The OTX-2101 clinical development program will utilize a lung tissue-targeting lipid nanoparticle (LNP) technology exclusively licensed from Nitto Denko Corporation ("Nitto"). This represents the first option exercised by the Company as part of an existing arrangement that provides Omega the option to exclusively license Nitto’s LNP technology for therapeutic development across multiple targets and tissue types.

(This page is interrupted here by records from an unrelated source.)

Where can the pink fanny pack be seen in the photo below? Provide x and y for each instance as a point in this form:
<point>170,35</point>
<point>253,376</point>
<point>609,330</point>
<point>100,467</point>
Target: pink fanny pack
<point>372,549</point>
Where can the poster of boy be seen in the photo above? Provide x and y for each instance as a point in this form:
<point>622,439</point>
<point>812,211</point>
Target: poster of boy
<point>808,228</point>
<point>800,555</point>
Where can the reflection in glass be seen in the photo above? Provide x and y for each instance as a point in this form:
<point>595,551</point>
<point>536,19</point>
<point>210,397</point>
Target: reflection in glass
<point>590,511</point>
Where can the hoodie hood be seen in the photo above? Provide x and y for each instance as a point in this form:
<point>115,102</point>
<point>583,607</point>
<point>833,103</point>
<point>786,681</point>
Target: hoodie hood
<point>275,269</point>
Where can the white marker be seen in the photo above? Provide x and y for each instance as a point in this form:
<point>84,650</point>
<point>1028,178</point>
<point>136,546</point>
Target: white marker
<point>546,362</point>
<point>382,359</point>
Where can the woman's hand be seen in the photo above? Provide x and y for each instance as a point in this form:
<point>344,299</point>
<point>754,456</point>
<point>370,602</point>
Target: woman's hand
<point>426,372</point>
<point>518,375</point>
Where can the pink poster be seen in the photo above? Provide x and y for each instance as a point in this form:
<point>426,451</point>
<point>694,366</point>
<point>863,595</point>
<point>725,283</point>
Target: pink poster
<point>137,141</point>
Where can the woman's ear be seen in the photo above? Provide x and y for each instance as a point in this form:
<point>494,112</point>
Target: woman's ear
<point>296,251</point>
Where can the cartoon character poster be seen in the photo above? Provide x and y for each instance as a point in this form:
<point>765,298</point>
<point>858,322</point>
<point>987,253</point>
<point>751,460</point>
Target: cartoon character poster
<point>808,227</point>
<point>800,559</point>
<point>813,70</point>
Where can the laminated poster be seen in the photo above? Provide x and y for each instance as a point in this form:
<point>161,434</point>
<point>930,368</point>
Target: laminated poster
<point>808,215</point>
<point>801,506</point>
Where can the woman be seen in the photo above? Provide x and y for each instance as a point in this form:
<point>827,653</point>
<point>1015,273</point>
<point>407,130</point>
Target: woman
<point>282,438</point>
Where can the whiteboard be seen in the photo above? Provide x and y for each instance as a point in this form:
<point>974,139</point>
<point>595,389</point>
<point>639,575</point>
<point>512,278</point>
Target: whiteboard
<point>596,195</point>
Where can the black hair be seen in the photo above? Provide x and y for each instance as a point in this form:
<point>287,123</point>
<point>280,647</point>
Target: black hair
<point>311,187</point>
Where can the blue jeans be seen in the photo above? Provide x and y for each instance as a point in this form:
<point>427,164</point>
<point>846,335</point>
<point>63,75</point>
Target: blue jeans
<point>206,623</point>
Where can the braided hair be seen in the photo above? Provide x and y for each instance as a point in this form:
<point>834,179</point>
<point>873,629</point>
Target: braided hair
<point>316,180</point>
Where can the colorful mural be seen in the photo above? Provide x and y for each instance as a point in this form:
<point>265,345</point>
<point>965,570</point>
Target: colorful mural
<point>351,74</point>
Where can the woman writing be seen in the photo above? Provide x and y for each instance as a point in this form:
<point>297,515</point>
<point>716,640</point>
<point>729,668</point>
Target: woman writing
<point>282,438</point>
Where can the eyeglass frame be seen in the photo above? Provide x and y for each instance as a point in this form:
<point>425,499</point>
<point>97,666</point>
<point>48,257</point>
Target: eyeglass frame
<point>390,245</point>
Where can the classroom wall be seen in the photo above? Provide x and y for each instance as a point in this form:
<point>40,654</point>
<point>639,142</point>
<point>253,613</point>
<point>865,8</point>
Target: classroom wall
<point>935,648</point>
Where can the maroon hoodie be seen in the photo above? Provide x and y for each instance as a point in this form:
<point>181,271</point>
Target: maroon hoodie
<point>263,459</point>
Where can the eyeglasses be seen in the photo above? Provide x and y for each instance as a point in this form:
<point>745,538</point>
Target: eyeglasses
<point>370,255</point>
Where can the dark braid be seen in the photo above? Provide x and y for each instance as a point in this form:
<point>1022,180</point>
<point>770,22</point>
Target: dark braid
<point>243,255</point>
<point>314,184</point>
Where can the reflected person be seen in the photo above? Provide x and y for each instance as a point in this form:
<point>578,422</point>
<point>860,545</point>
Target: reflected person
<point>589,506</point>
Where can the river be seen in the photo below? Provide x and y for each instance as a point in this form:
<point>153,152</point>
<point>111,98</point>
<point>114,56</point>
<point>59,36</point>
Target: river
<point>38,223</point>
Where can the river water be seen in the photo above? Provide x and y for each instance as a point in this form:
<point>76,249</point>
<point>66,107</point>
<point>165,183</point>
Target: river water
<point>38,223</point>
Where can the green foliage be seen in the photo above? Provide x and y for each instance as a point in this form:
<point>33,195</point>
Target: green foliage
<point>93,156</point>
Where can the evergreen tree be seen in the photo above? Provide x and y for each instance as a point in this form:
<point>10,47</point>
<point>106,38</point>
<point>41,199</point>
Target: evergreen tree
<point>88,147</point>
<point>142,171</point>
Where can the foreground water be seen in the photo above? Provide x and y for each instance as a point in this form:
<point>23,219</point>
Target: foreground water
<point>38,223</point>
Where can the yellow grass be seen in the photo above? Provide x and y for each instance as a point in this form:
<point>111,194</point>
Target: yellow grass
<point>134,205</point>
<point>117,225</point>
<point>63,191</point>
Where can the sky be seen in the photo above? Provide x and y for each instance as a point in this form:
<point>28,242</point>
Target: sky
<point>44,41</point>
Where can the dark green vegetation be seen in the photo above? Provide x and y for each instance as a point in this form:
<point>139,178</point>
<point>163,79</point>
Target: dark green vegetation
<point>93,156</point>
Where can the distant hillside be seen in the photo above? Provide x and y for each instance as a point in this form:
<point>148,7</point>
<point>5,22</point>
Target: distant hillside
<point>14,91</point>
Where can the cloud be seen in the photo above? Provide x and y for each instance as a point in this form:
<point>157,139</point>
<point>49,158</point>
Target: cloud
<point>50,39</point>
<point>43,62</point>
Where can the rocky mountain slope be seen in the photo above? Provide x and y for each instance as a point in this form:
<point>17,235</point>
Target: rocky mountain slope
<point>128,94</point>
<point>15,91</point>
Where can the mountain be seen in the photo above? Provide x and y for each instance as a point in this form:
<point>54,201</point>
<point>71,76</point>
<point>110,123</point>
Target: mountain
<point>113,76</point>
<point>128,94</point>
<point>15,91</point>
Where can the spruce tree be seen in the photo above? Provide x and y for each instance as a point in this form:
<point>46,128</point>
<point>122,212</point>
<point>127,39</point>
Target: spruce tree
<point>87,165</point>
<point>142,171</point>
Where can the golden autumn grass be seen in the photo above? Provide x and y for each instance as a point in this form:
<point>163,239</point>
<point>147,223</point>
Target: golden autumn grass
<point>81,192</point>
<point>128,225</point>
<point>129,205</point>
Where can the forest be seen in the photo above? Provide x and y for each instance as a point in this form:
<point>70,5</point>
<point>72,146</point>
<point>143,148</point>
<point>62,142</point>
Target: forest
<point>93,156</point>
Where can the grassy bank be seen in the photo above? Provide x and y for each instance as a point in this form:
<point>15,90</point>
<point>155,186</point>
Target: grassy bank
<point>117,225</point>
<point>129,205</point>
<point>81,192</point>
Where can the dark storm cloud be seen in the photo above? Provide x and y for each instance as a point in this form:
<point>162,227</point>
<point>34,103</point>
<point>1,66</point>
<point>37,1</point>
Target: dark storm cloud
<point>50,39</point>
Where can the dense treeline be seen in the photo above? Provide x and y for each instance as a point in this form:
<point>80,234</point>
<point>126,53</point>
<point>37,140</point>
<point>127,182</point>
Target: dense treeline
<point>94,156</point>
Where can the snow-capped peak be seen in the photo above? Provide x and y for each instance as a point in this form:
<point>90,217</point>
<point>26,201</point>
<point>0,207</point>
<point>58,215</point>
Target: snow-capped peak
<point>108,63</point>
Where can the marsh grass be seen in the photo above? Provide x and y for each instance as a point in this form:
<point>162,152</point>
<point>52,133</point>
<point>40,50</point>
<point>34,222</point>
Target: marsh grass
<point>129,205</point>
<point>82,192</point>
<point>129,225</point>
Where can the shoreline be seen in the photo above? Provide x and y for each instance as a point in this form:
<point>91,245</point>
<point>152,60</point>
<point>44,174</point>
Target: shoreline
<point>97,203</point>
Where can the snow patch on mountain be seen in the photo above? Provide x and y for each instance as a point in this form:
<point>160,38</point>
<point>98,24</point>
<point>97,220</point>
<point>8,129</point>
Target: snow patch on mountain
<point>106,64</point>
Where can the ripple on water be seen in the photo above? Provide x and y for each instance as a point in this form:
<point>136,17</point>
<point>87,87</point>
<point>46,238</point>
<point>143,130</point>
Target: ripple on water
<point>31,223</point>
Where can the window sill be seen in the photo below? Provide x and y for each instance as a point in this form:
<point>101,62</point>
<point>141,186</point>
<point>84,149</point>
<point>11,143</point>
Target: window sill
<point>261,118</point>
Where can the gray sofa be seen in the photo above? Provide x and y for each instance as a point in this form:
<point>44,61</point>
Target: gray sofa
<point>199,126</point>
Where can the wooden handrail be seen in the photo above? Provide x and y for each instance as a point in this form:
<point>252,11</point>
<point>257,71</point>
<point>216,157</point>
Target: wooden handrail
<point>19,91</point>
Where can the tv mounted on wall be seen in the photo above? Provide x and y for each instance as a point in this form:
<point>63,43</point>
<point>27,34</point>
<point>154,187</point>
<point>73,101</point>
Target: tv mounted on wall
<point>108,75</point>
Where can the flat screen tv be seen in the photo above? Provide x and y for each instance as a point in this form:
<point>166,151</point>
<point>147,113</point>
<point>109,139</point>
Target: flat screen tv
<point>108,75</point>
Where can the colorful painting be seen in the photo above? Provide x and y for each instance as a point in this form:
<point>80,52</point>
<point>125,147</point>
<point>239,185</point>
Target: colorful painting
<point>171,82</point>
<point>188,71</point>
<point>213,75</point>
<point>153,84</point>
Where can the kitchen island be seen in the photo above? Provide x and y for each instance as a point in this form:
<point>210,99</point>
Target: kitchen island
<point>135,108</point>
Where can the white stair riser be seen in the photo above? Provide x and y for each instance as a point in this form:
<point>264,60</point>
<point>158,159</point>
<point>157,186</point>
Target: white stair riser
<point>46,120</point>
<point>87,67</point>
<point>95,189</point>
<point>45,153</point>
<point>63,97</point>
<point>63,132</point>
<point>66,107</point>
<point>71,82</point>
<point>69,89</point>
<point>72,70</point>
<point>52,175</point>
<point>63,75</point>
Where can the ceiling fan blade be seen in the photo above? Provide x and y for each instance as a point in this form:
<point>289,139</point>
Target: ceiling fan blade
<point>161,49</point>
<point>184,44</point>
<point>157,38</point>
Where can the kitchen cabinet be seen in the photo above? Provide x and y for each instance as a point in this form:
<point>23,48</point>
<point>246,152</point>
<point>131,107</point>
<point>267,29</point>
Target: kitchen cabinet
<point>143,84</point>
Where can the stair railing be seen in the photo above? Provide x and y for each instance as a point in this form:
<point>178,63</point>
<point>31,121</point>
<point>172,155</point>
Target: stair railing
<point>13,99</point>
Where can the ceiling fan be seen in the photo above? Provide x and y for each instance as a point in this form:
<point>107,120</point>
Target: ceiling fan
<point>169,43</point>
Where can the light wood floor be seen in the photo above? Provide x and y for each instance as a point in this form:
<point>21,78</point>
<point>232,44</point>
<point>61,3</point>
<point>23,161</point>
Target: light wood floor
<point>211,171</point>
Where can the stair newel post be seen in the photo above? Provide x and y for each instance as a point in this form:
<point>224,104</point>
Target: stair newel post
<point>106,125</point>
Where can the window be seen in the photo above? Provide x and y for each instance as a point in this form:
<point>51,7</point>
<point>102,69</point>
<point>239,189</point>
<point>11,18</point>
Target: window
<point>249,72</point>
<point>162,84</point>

"This milestone for OTX-2101, which comes on the heels of the MYCHELANGELO I trial initiation for OTX-2002 for the treatment of hepatocellular carcinoma, highlights the power of our OMEGA Epigenomic Programming platform to engineer candidate mRNA therapeutics customized to the biology of the disease," said Mahesh Karande, President and Chief Executive Officer of Omega Therapeutics. "Our data-driven platform enables us to rapidly design novel medicines addressing the root cause of disease and tailor our delivery strategy to target the relevant cells and tissues. By leveraging both our internal development efforts and strategic external partnerships, we are able to accelerate clinical development of our OECs, with the goal of bringing innovative new therapies to patients sooner. We are excited to continue to deliver strong execution of our strategy, meet committed milestones, and establish a deep pipeline of promising candidates to treat a broad range of indications."
About OTX-2101
OTX-2101 is a first-in-class Omega Epigenomic Controller in development for the treatment of non-small cell lung cancer (NSCLC). OTX-2101 is an mRNA therapeutic delivered via lipid nanoparticles (LNPs) and is designed to downregulate MYC expression pre-transcriptionally through epigenetic modulation while potentially overcoming MYC autoregulation. Genetic analysis conducted by others has revealed that MYC overexpression is present in approximately 60% of NSCLC1. Omega is currently evaluating OTX-2101 in Investigational New Drug (IND)-enabling studies.